FedCom: A Byzantine-Robust Local Model Aggregation Rule Using Data
Commitment for Federated Learning
- URL: http://arxiv.org/abs/2104.08020v1
- Date: Fri, 16 Apr 2021 10:29:26 GMT
- Title: FedCom: A Byzantine-Robust Local Model Aggregation Rule Using Data
Commitment for Federated Learning
- Authors: Bo Zhao, Peng Sun, Liming Fang, Tao Wang, Keyu Jiang
- Abstract summary: Federated learning allows multiple clients to collaboratively train statistical models without disclosing private data.
There may exist Byzantine workers launching data poisoning and model poisoning attacks.
Most of the existing Byzantine-robust FL schemes are either ineffective against several advanced poisoning attacks or need to centralize a public validation dataset.
We propose FedCom, a novel Byzantine-robust federated learning framework by incorporating the idea of commitment from cryptography.

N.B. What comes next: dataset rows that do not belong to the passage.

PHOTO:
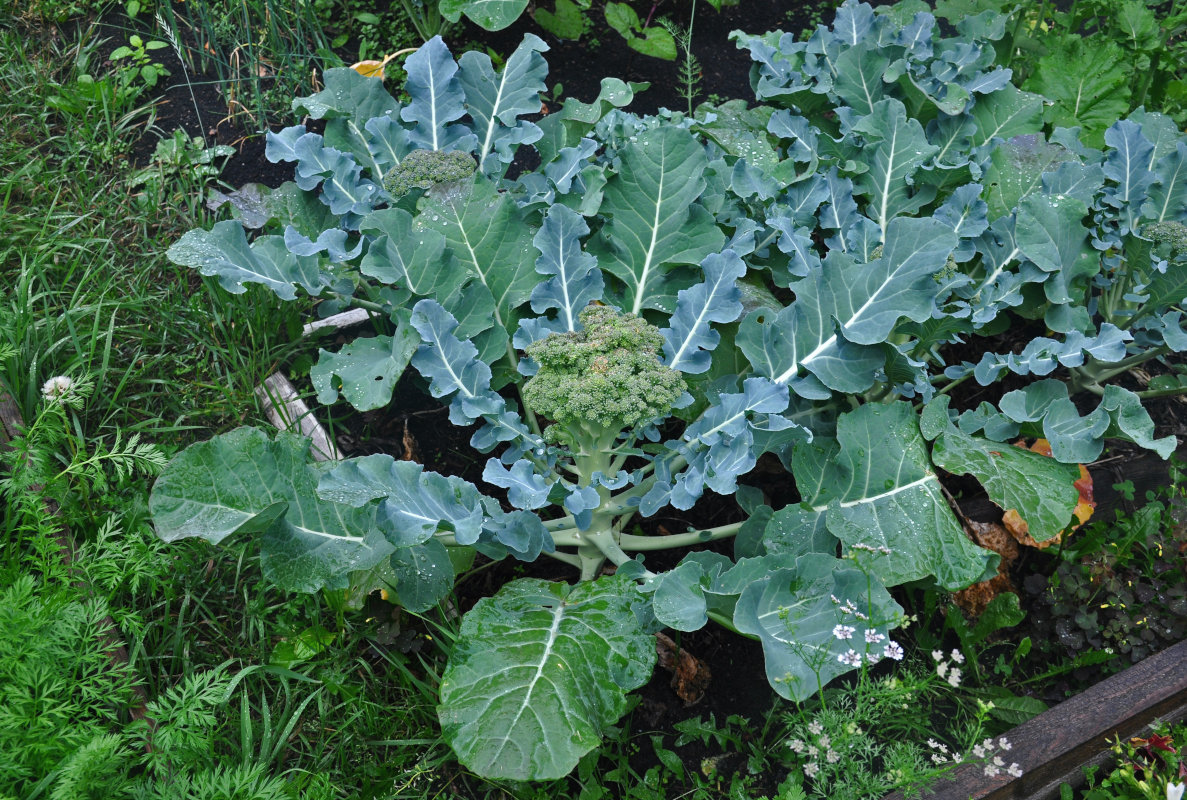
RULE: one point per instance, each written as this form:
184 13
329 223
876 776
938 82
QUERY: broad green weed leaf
1086 84
487 14
223 253
539 673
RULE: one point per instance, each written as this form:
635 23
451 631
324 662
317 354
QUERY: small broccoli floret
1173 234
424 169
607 376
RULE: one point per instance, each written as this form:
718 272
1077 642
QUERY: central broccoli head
607 375
425 169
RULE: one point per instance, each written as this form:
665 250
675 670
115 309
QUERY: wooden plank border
1054 745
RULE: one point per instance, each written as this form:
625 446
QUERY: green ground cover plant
894 182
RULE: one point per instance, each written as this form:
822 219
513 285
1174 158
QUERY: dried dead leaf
690 674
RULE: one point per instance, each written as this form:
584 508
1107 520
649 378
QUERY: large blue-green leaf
539 673
575 280
1016 170
1039 488
876 488
1007 114
798 613
900 148
489 235
437 99
496 100
347 94
654 220
245 482
1077 439
867 302
859 76
424 575
1085 82
414 503
452 364
365 370
1168 196
223 252
689 338
406 256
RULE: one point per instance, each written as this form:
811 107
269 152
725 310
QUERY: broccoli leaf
654 220
245 482
539 673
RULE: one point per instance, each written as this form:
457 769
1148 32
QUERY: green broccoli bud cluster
1168 233
607 375
424 169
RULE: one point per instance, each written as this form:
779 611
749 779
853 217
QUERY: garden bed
1054 747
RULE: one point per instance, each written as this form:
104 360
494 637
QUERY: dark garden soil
417 426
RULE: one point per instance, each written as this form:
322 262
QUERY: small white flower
57 387
851 659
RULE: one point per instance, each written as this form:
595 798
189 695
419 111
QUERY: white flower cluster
995 764
817 745
851 658
946 671
57 388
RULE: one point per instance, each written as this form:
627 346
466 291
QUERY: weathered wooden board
287 412
1054 745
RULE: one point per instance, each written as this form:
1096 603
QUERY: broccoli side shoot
608 376
425 169
1168 236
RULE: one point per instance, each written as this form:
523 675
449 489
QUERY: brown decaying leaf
690 674
992 537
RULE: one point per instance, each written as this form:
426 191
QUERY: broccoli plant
665 299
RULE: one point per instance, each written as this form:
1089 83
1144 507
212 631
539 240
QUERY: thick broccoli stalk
425 169
601 380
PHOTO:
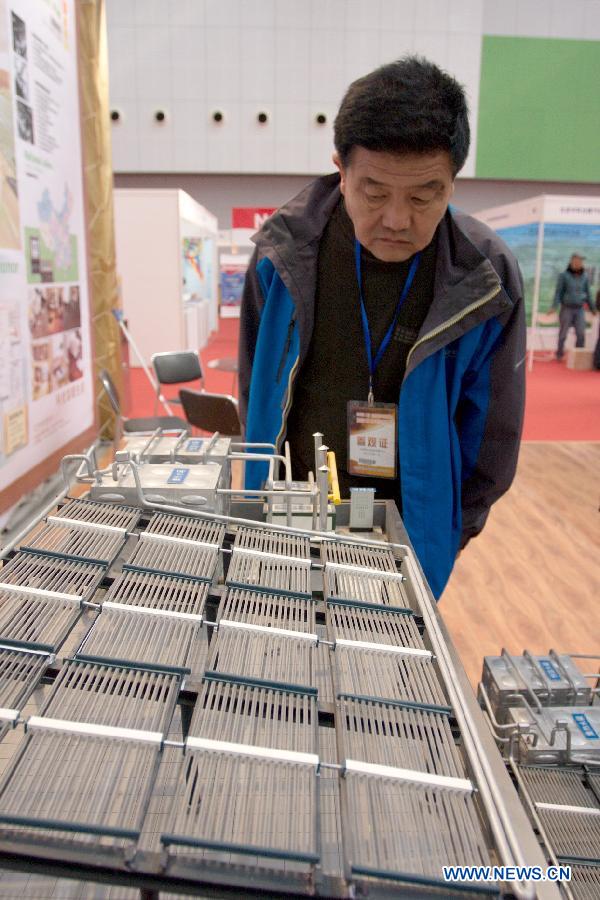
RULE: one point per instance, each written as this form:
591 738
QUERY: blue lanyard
373 363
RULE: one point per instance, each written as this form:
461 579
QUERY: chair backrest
211 412
177 367
111 391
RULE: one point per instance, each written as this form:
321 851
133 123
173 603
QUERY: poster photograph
46 378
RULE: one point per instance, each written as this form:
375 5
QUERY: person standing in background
377 314
572 293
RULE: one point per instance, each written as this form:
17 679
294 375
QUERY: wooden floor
532 578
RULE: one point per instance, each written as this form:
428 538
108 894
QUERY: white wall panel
152 61
292 125
258 66
292 55
221 13
394 44
533 18
223 66
120 12
190 124
152 12
223 142
122 64
188 71
464 60
291 14
396 16
500 18
433 45
431 15
591 20
185 12
292 58
258 141
567 19
125 139
155 139
361 16
465 16
361 54
326 71
258 13
327 14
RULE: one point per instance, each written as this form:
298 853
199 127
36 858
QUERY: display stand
167 261
543 232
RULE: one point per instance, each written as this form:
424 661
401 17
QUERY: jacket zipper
288 403
453 320
286 348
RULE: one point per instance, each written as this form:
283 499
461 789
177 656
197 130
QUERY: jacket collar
290 238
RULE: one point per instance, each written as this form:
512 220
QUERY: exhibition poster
46 381
233 267
198 268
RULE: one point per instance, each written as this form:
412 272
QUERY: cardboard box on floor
579 358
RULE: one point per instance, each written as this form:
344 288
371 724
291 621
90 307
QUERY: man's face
395 202
577 263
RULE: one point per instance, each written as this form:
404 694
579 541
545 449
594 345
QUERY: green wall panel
539 109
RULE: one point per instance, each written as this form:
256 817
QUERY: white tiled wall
291 59
576 19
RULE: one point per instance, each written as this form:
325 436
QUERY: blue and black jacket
460 404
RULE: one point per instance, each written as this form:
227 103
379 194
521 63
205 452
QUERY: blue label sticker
585 726
178 476
550 671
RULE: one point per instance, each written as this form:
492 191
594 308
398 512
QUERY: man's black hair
408 106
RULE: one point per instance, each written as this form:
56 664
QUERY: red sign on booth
250 216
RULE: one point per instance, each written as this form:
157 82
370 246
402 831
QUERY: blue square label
550 670
585 726
178 475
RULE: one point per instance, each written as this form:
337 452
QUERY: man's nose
396 215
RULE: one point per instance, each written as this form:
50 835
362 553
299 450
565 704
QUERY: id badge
372 439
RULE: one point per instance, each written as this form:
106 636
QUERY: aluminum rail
235 520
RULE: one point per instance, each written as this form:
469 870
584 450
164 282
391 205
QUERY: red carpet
562 404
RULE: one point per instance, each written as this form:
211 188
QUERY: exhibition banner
251 216
46 380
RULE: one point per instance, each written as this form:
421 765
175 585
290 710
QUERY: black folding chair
147 423
211 412
176 367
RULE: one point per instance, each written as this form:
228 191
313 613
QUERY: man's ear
340 166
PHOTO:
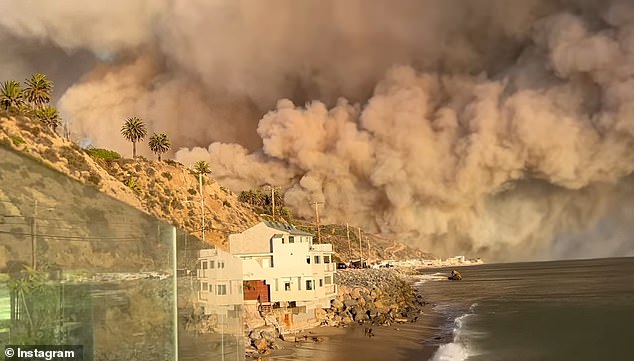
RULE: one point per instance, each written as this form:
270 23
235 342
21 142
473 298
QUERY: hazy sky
490 128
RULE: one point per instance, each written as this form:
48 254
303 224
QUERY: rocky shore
370 297
374 296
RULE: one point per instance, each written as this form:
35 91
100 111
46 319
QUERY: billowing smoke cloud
492 127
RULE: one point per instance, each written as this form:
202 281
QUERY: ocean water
560 311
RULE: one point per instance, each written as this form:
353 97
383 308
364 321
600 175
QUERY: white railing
326 247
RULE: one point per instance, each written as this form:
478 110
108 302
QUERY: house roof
286 228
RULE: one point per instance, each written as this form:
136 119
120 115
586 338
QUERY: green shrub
133 184
172 162
166 175
50 154
93 178
75 159
17 140
103 154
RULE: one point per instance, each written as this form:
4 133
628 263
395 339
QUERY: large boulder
455 276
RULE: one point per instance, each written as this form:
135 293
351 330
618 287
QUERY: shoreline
417 340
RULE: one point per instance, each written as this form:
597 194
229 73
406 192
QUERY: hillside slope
168 191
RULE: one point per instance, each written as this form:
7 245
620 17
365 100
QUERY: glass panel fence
78 267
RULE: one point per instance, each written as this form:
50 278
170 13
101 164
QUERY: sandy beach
395 342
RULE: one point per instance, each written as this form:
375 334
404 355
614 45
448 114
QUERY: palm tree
38 90
11 95
201 168
49 116
159 144
134 131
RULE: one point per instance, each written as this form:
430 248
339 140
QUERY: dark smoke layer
490 128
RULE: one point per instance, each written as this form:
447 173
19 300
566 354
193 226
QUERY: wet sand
396 342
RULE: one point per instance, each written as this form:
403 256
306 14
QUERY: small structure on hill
455 276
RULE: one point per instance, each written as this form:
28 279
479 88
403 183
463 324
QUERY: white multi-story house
283 268
219 276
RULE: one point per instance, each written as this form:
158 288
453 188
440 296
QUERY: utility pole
348 236
368 239
360 249
317 204
34 236
202 205
273 201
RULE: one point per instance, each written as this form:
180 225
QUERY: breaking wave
458 349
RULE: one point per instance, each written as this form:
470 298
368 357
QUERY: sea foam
457 350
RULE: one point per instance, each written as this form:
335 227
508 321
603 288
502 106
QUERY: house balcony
326 247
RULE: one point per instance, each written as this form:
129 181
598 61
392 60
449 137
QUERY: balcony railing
326 247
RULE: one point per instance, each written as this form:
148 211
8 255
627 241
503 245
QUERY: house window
221 289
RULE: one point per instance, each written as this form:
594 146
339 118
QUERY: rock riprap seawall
375 296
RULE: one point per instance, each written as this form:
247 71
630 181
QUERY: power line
79 238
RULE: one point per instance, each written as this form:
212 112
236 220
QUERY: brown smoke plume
493 128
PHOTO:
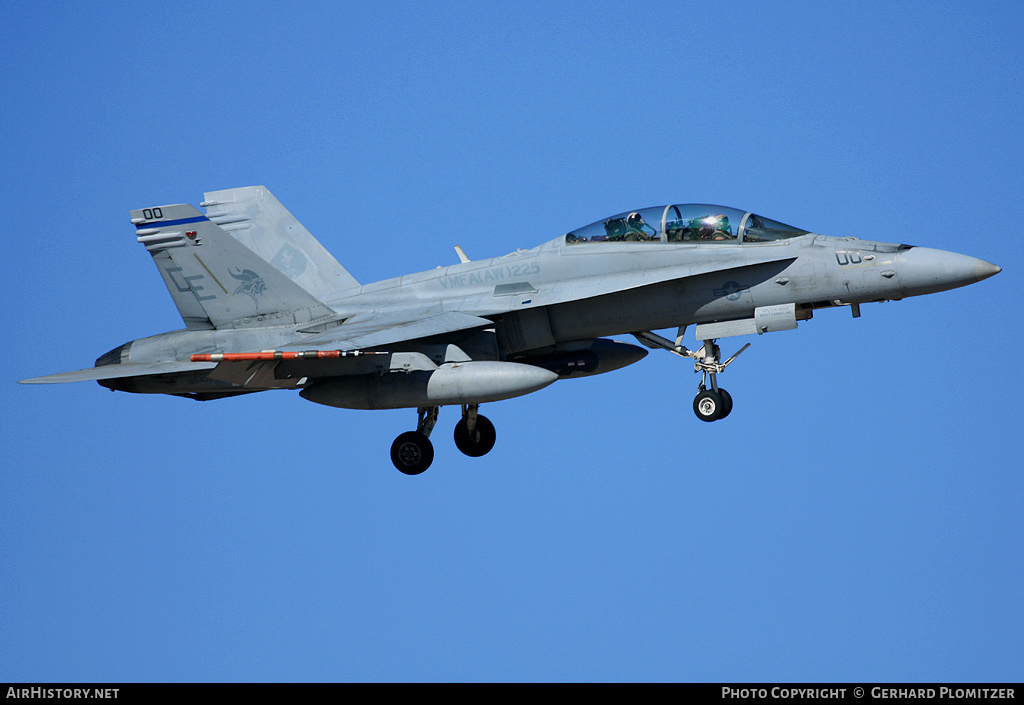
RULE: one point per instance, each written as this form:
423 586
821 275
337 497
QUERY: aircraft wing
374 329
119 371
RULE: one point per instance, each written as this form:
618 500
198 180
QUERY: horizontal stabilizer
94 374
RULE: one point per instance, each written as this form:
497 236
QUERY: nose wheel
712 403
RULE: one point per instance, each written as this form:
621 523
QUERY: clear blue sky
857 517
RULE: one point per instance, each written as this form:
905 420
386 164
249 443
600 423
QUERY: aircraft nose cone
925 271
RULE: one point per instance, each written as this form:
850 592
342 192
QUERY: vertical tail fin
258 220
217 282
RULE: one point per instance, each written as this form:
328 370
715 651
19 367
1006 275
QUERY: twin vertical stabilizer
215 281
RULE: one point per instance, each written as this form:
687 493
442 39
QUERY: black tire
708 406
726 403
412 452
481 442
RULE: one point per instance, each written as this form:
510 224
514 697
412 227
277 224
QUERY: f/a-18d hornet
265 306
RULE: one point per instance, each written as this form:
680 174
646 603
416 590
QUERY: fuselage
614 277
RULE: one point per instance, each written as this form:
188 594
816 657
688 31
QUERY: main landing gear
712 403
474 434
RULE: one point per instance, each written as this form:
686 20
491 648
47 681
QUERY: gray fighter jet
265 306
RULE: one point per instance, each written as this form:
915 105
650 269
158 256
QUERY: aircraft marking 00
265 306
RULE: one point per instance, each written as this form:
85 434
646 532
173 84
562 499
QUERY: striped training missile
276 355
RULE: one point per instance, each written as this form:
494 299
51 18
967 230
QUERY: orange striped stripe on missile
276 355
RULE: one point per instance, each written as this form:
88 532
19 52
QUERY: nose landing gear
712 403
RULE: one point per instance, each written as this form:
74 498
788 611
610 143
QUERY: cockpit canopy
685 222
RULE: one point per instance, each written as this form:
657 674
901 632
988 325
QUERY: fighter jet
265 306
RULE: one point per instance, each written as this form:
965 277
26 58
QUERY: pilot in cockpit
712 227
635 224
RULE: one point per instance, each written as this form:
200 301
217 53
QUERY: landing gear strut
474 434
412 452
712 403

- Score: 8.165895353387853
- License: http://creativecommons.org/licenses/by-nc-nd/4.0/
- Abstract: Federated learning (FL) is a promising privacy-preserving distributed machine
learning methodology that allows multiple clients (i.e., workers) to
collaboratively train statistical models without disclosing private training
data. Due to the characteristics of data remaining localized and the
uninspected on-device training process, there may exist Byzantine workers
launching data poisoning and model poisoning attacks, which would seriously
deteriorate model performance or prevent the model from convergence. Most of
the existing Byzantine-robust FL schemes are either ineffective against several
advanced poisoning attacks or need to centralize a public validation dataset,
which is intractable in FL. Moreover, to the best of our knowledge, none of the
existing Byzantine-robust distributed learning methods could well exert its
power in Non-Independent and Identically distributed (Non-IID) data among
clients. To address these issues, we propose FedCom, a novel Byzantine-robust
federated learning framework by incorporating the idea of commitment from
cryptography, which could achieve both data poisoning and model poisoning
tolerant FL under practical Non-IID data partitions. Specifically, in FedCom,
each client is first required to make a commitment to its local training data
distribution. Then, we identify poisoned datasets by comparing the Wasserstein
distance among commitments submitted by different clients. Furthermore, we
distinguish abnormal local model updates from benign ones by testing each local
model's behavior on its corresponding data commitment. We conduct an extensive
performance evaluation of FedCom. The results demonstrate its effectiveness and
superior performance compared to the state-of-the-art Byzantine-robust schemes
in defending against typical data poisoning and model poisoning attacks under
practical Non-IID data distributions.